In fact, it isn’t. The African evidence clearly shows how such things can happen—though the answer is a bit unsettling. To demonstrate this, it will be necessary to look at one or two African societies with a closer focus.

I’ll start with the Lele, an African people who had, at the time that Mary Douglas studied them in the 1950s, managed to turn the principle of blood debts into the organizing principle of their entire society.

The Lele were, at that time, a group of perhaps ten thousand souls, living on a stretch of rolling country near the Kasai River in the Belgian Congo, and considered a rude backcountry folk by their richer and more cosmopolitan neighbors, the Kuba and Bushong. Lele women grew maize and manioc; the men thought of themselves as intrepid hunters but spent most of their time weaving and sewing raffia-palm cloth. This cloth was what the area was really known for.
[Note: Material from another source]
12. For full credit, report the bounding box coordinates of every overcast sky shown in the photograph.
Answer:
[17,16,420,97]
It was not only used for every sort of clothing, but also exported: the Lele considered themselves the clothiers of the region, and it was traded with surrounding people to acquire luxuries. Internally, it functioned as a sort of currency. Still, it was not used in markets (there were no markets), and, as Mary Douglas discovered to her great inconvenience, within a village, one couldn’t use it to acquire food, tools, tableware, or really much of anything.
23
It was the quintessential social currency.

Informal gifts of raffia cloth smooth all social relations: husband to wife, son to mother, son to father. They resolve occasions of tension, as peace-offerings; they make parting gifts, or convey congratulations. There are also formal gifts of raffia which are neglected only at risk of rupture of the social ties involved. A man, on reaching adulthood, should give 20 cloths to his father. Otherwise he would be ashamed to ask his father’s help for raising his marriage dues. A man should give 20 cloths to his wife on each delivery of a child …
24

Cloth was also used for various fines and fees, and to pay curers. So for instance, if a man’s wife reported a would-be seducer, it was customary to reward her with 20 cloths for her fidelity (it was not
required, but not doing so was considered decidedly unwise); if an adulterer was caught, he was expected to pay 50 or 100 cloths to the woman’s husband; if the husband and lover disturbed the peace of the village by fighting before the matter was settled, each would have to pay two in compensation, and so forth.
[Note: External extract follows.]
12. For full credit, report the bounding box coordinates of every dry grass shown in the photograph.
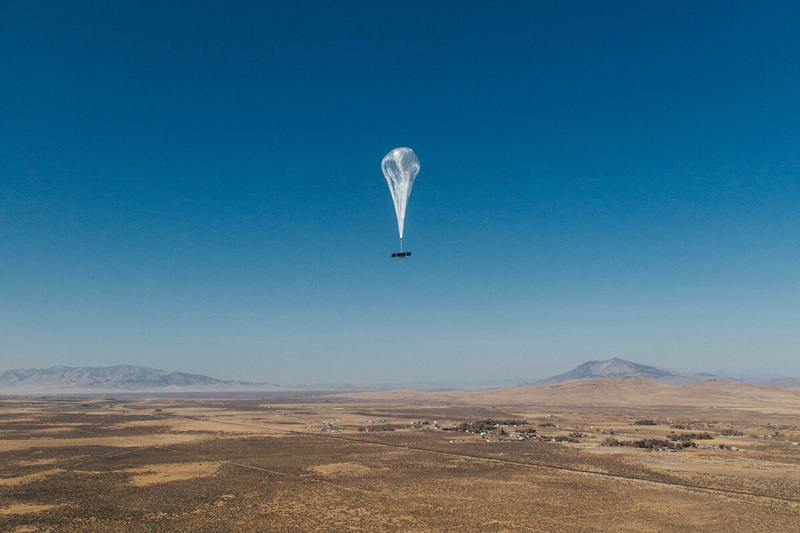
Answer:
[0,380,800,532]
Gifts tended to flow upward. Young people were always giving little presents of cloth as marks of respect to fathers, mothers, uncles, and the like. These gifts were hierarchical in nature: that is, it never occurred to those receiving them that they should have to reciprocate in any way. As a result, elders, and especially elder men, usually had a few extra pieces lying around, and young men, who could never weave quite enough to meet their needs, would have to turn to them whenever time for some major payment rolled around: for instance, if they had to pay a major fine, or wished to hire a doctor to assist their wife in child-birth, or wanted to join a cult society. They were thus always slightly in debt, or at least slightly beholden, to their elders. But everyone also had a whole range of friends and relatives who they had helped out, and so could turn to for assistance.
25

Marriage was particularly expensive, since the arrangements usually required getting one’s hands on several bars of camwood. If raffia cloth was the small change of social life, camwood—a rare imported wood used for the manufacture of cosmetics—was the high-denomination currency. A hundred raffia cloths were equivalent to three to five bars. Few individuals owned much in the way of camwood, usually just little bits to grind up for their own use. Most was kept in each village’s collective treasury.